Is your sunscreen safe?


When the sun comes out in Portland, we go outside. We have to, because we never know when the sun is going to disappear again. And this summer, it has been much sunnier and much hotter than usual! So my family has been out in the sun every day, and it makes us think about sun protection.

Because I have children, I always think about safety, and with sunscreens it turns out there are some not-so-safe ingredients. Here's some ideas for what to look out for:

Top Toxic Sunscreen Ingredients

Oxybenzone - A widespread chemical sunblock that absorbs UV light. It is easily absorbed by the skin and acts like estrogen in the body, disrupting your hormone system. Also, causes relatively high rates of skin allergy.

Octinoxate - Easily absorbed by the skin, this chemical sunblock disrupts thyroid hormone function and the reproductive system.

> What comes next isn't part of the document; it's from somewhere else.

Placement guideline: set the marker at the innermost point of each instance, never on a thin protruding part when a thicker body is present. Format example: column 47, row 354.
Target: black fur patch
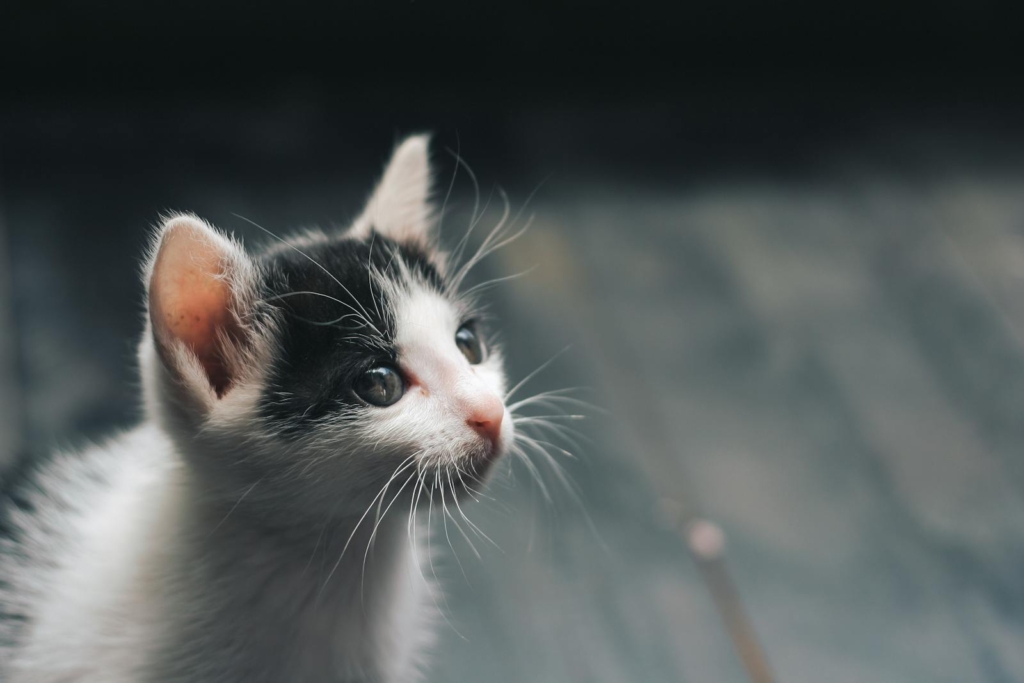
column 327, row 296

Retinyl Palmitate – A form of Vitamin A, this chemical is used in a large number of sunscreens, SPF moisturizers and lip balms because it is believed to slow skin aging. But, when exposed to sunlight, it has been shown to speed the development of cancerous cells.

Safer Alternatives

Look to the EWG's 2015 Sunscreen Guide for ratings on dozens of brands of sunscreens, and more information on ingredients. Each year I try out several of their top rated sunscreens. My current favorites for low toxicity, ease of use, feel on the skin and ability to get them on my squirming children are:

Burnout Kids and babyganics pure mineral sunscreen stick

Other Ideas for Safe Sun Protection

Please don't forget that avoiding too much sun is better than relying on a high SPF to do the job for you. A lot of times these high SPFs lure us into a false sense of security and we end up getting way too much sun, because they simply don't work at as high of a level as they are rated.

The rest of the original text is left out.